Parents of three teenagers killed in a horrific coach crash during their gap year in Thailand have called for the Foreign Office to issue more warnings about the dangers of bus travel in the country.
Bruno Melling-Firth, Conrad Quashie and Max Boomgaarden-Cook were on a coach bound for the northern town of Chiang Mai when it pulled across a six-lane highway into the path of an oncoming bus in the early hours of June 28 2011.
The students, all 19 and from south London, were just days into a nine-week trip, along with a fourth friend who escaped the accident with minor injuries.
They were on a coach on their way from Bangkok to Chiang Mai when the crash happened in Khlong Khlung, in the Kamphaeng Phet Province, shortly after midnight.
An inquest at Southwark Coroner's Court today heard the boys had not done a great deal of research into bus travel in the country, and their parents told the court they had no idea of the dangers of coach travel in the country.
Coroner Dr Andrew Harris said he would write to the Foreign Office to suggest it publishes the same extensive warnings about bus travel as it does about motorcycle travel.
Recording narrative verdicts, he said the trio were on board a Hino tourist bus which was just leaving a petrol station where it had stopped for a break.
"The bus in which the deceased was travelling took a wrong turn exiting the petrol station to make a u-turn in a turning point in the middle of the highway, placing it in the path of another bus which was overtaking at the time," he said.
The inquest heard the parents of all three boys had collected information about the huge number of road traffic accidents in Thailand, and felt although there were warnings about motorcycles on the Foreign Office website, there was not enough about the dangers of buses and coaches.
After the hearing, Max's mother Polly Cook said: "We want them (the Foreign Office) to update their website to include the fact that the roads are hugely dangerous.
"We would like the FCO (Foreign and Commonwealth Office) to update its website to the level that the US does, indicating that it's extremely dangerous travelling by road."
The inquest heard a statement from Jack Beagley, now 20, who was on the trip with the trio before they started university.

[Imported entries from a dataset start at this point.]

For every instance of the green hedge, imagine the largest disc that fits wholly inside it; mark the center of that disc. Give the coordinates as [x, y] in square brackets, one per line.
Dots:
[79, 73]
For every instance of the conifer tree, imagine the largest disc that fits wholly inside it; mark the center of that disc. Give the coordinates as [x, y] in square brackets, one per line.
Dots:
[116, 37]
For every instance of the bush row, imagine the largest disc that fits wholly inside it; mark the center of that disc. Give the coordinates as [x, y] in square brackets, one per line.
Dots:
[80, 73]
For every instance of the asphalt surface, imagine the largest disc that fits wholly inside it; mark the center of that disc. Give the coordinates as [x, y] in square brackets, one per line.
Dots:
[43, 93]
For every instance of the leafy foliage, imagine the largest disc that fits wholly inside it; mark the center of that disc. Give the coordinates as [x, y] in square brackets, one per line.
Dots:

He said they had booked their flights, but no other transport, and had been in Bangkok for four days when they bought their coach tickets to Chiang Mai from an internet cafe for the equivalent of £5 to £10.
"We hoped to travel around all of south-east Asia and did not really research transport in Thailand before we went on holiday," he said.
He added that they still probably would have taken the same trip if they had known the risks, but would have "thought twice about buying the cheapest tickets".
The inquest heard the teenagers were picked up in the evening.
"The coach was very basic, the air conditioning didn't work and it was clear the coach was old," he said.
"I don't remember there being any seatbelts on the coach."
He explained that they stopped twice and the second time pulled into a petrol station where they got some "disgusting" food.
As they pulled out of the petrol station, Mr Beagley said he remembered the driver stopping for what he thought was too long, as there was little traffic on the road.
"I can't think of any reason for the coach to wait as long as it did, I didn't see any traffic, and I think the coach could have turned right immediately," he said.
He described seeing lights approach the coach, "all of a sudden that coach crashed into our coach".
"It happened so quickly we didn't have time to move from our seats or brace ourselves," he said.
In the aftermath of the crash, Mr Beagley said he "understood immediately" that his friends had been killed.
The inquest heard that as well as the three Britons, a Korean tourist died in the crash, as well as the driver of the other bus.
Chan Noisri is reported to have been jailed for two years for driving offences after the accident - the inquest only heard there had been a "successful prosecution" in the case.
Gillian Melling, Bruno's mother, said she had left the boys to their preparations and said she had "presumed wrongly" that coaches would be regulated.
She said figures suggested there were around 12,000 people killed in accidents each year in Thailand, compared to 3,000 in the UK, and claimed these figures were "massages" to make them less damning.
Ms Melling told the inquest she wanted the foreign office to "take responsibility for their British citizens".
"It would not take much, just a paragraph stating specifically that there's a huge amount of unregulated transport out there," she said.
"I had an idea of every other danger except buses, travelling by road, apart from motorcycles."
Mr Boomgaarden-Cook died of a severe head injury, Mr Melling-Firth died of multiple injuries, and Mr Quashie died of a head injury.
Coroner Dr Harris said: "This has been a harrowing and tragic inquest.
"It's never easy to hear an inquest into the deaths of young people."
He said he would write to the Foreign Office, telling the court: "It does seem to me to be a reasonable and sensible solution to make that I could ask the Foreign and Commonwealth Office that if they have any evidence of unregulated bus travel that they should give the same warning for bus travel as they do for motorcycles."
An FCO spokeswoman said: "This was a tragic loss of three young lives and our thoughts remain with the family and friends of those who died.
"Our travel advice is kept under constant review and the safety of British nationals is of paramount importance to the FCO."